Microsoft and Google Collaborate on Effort to Clean Web of Child Abuse Images

Microsoft and Google are cooperating in an effort to make it much more difficult for child predators to find illegal images online by blocking search results for about 100,000 search terms. The companies also are collaborating on methods to better identify illegal abuse images and remove them more quickly.

Both Microsoft’s Digital Crimes Unit and people within Google have been working on this issue separately for several years now, and each company has made quite a lot of progress on the problem. They work closely with law enforcement agencies and child exploitation prevention groups to not just remove illegal abuse content but also to help victims recover. Now, the two companies are pooling their resources to prevent users from finding the content their looking for when they use any of about 100,000 search terms related to child abuse.

“We’ve fine tuned Google Search to prevent links to child sexual abuse material from appearing in our results,” Google Chairman Eric Schmidt wrote in the Daily Mail Monday.

“While no algorithm is perfect – and Google cannot prevent paedophiles adding new images to the web – these changes have cleaned up the results for over 100,000 queries that might be related to the sexual abuse of kids.”
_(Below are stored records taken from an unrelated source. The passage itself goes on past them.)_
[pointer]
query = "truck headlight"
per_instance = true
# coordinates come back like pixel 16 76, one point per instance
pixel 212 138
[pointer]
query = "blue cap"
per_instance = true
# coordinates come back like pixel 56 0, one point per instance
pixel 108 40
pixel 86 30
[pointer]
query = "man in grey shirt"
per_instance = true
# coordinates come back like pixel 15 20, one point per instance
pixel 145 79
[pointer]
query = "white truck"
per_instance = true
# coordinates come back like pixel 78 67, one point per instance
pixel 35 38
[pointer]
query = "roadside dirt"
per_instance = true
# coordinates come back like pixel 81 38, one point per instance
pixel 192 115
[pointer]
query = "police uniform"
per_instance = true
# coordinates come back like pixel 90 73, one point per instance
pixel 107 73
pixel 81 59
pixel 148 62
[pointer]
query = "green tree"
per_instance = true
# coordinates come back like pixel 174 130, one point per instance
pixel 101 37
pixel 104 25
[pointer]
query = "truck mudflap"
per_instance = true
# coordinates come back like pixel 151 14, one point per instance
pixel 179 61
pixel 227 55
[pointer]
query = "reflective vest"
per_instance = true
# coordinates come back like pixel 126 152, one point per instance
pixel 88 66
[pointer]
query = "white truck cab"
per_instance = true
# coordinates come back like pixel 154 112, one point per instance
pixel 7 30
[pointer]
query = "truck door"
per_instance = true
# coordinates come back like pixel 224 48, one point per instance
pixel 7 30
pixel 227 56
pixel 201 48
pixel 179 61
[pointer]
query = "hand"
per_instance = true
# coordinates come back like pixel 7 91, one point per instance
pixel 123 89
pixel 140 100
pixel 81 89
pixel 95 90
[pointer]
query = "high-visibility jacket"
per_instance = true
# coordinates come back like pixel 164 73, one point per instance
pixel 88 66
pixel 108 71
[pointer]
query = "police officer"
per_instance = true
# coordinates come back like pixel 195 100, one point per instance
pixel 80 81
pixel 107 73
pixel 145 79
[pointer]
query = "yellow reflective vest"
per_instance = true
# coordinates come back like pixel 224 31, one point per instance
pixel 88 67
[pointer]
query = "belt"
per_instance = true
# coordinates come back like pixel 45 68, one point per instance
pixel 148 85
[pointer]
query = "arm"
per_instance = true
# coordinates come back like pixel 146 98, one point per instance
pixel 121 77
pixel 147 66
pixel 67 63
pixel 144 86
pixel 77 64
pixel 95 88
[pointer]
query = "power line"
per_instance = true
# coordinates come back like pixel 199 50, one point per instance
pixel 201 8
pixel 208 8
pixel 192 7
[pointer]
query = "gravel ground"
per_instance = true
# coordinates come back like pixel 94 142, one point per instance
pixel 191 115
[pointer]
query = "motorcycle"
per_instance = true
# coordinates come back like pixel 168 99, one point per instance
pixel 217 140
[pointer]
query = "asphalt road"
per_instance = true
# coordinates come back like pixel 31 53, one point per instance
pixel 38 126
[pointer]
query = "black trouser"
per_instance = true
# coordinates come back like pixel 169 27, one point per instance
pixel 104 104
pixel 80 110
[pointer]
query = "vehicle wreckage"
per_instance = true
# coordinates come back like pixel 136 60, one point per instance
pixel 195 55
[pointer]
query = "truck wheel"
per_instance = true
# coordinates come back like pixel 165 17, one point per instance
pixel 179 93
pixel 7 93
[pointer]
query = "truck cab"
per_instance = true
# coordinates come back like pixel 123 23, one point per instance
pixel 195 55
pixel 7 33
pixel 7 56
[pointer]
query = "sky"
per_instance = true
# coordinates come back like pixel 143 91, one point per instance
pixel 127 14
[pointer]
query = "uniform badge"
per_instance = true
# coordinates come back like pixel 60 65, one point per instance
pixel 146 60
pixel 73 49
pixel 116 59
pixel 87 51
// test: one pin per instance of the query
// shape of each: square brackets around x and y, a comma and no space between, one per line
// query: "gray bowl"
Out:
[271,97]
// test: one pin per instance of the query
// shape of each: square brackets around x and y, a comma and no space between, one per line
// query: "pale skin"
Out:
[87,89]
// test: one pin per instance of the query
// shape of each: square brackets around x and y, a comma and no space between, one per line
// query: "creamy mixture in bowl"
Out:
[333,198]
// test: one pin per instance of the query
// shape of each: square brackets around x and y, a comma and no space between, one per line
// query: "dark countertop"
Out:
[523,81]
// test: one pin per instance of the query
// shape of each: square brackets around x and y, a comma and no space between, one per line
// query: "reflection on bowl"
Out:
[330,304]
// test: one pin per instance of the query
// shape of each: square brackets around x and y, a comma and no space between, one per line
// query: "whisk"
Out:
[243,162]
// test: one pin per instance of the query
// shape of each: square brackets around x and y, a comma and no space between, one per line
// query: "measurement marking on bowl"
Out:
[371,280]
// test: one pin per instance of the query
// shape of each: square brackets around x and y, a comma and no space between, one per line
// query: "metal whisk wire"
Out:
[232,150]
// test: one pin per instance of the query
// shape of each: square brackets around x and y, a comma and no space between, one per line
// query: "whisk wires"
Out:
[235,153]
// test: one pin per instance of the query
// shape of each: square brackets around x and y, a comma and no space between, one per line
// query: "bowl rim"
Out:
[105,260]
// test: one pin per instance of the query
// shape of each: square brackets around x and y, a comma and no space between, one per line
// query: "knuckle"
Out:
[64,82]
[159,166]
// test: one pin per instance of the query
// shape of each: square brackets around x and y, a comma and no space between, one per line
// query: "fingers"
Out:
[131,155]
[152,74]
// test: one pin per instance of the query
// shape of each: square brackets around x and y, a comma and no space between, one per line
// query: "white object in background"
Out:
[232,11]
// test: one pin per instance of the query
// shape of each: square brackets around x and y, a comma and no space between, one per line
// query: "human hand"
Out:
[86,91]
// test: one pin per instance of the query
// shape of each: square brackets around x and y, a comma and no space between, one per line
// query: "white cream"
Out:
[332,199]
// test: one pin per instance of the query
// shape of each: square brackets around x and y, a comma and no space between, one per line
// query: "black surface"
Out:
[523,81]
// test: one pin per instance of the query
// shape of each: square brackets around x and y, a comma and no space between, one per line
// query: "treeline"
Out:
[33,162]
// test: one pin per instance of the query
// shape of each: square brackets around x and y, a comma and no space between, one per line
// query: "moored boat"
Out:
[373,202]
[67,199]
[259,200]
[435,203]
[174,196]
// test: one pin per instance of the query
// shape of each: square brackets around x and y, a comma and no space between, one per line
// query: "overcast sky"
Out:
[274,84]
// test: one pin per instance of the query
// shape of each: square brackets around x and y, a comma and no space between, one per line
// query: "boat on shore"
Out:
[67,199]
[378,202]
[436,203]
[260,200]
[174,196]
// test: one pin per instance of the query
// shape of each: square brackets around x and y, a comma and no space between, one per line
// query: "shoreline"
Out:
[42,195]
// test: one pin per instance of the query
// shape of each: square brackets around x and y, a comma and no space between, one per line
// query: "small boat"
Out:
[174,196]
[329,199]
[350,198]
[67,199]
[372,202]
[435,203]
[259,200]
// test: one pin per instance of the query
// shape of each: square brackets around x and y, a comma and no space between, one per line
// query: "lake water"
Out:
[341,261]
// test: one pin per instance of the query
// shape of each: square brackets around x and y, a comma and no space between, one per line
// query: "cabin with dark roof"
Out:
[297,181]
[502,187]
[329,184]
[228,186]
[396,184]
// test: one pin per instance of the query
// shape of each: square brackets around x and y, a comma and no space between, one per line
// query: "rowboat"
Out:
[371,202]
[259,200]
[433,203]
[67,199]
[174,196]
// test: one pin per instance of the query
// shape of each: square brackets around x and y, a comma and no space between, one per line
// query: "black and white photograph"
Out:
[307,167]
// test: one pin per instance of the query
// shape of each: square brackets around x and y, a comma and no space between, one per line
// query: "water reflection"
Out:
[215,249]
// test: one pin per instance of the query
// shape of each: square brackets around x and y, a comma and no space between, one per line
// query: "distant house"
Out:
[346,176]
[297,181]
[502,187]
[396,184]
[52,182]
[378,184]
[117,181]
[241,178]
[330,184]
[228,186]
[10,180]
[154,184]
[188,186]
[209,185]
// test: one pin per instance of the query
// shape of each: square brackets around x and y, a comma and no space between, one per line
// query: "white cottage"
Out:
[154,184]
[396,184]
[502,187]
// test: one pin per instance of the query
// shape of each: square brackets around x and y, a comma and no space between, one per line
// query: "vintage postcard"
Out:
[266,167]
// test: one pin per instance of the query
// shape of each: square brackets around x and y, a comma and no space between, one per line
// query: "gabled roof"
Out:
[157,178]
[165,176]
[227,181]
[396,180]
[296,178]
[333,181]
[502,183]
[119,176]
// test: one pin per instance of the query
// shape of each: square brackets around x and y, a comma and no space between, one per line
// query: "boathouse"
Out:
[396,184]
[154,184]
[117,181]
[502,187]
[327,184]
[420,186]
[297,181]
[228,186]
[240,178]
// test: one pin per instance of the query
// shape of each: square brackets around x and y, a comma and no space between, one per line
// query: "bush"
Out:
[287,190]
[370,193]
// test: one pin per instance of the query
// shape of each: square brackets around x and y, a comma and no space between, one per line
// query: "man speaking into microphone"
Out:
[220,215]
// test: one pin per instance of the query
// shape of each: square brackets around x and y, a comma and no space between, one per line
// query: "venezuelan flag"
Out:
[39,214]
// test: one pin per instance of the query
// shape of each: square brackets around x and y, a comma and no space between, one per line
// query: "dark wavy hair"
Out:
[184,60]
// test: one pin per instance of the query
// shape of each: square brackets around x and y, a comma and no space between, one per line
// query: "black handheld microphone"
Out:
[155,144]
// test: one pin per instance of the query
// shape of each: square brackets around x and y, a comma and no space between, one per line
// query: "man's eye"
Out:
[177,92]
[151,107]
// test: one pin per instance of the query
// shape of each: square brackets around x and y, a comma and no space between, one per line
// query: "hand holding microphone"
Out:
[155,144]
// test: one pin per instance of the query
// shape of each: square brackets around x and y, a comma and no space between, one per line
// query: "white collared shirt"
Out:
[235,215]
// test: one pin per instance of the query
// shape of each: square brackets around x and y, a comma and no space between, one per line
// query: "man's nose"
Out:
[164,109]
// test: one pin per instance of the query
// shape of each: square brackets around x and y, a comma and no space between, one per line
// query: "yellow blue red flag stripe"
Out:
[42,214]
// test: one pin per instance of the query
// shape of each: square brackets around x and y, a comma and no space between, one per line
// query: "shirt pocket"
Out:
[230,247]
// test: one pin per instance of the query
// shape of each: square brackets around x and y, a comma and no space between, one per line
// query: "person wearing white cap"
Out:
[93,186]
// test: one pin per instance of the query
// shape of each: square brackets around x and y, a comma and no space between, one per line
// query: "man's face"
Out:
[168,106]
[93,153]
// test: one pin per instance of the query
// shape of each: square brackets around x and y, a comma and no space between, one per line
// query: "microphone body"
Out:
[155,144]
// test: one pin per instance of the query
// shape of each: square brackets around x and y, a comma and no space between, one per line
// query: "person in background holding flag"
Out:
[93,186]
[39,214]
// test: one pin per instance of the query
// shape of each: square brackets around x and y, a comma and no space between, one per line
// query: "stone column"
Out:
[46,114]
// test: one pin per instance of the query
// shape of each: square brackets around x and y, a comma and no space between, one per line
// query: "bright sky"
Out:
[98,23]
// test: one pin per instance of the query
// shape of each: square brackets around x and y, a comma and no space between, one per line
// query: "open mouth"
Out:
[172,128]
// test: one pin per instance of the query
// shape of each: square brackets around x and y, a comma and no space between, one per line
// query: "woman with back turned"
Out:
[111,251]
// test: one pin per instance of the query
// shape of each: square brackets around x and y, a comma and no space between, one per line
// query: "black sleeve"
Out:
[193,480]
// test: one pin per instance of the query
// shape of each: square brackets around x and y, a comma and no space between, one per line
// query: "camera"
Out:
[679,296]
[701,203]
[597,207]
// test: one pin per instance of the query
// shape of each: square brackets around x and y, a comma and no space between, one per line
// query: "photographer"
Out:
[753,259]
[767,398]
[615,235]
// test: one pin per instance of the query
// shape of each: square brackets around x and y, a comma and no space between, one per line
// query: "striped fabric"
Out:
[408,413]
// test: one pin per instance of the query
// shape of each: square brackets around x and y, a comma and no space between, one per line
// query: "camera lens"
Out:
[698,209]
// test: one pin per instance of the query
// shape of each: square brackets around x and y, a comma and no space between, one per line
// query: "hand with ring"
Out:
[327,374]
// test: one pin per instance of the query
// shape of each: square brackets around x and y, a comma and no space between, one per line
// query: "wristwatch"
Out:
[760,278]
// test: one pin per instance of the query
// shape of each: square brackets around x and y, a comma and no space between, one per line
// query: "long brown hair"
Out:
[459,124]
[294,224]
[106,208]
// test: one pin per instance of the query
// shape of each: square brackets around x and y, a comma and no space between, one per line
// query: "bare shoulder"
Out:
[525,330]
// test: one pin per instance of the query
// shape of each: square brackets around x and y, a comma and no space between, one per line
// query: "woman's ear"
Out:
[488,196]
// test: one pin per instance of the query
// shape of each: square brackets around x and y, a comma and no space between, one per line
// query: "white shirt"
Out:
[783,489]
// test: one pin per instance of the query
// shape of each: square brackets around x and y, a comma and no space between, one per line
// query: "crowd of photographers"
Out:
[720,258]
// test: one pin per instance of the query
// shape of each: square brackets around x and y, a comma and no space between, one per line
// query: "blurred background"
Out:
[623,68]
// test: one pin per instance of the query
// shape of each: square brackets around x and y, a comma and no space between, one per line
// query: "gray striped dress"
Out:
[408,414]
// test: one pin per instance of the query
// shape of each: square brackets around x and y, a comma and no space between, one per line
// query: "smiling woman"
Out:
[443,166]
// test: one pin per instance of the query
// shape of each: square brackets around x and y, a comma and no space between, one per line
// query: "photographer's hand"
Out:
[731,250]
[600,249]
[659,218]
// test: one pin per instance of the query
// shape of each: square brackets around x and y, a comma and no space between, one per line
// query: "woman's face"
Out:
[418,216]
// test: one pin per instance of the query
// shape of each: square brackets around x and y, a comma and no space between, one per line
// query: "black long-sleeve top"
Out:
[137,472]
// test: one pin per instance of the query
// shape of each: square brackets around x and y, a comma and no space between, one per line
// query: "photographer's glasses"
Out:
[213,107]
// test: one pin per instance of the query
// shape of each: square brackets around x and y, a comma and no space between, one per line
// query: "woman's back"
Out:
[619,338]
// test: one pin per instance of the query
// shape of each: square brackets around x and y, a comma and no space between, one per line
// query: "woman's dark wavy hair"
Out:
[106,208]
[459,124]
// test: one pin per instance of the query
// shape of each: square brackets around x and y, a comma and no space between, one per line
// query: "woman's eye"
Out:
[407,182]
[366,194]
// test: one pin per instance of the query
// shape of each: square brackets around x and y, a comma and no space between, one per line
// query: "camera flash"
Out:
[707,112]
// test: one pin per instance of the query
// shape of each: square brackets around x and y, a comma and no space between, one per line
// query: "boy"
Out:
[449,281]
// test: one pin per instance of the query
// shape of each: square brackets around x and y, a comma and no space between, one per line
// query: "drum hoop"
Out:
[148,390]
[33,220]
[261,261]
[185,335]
Google and Microsoft both have teams that work on identifying and removing illegal abuse images from the Web, and because this process can’t be done reliably by computers, humans have to be involved in distinguishing abuse images from legitimate ones. Microsoft has been developing technology to help fingerprint illegal images, which it has shared with Google. A similar technology also is being applied to videos on YouTube.

Google also will be loaning engineers to the Internet Watch Foundation in the U.K. and the National Center for Missing and Exploited Children in the United States.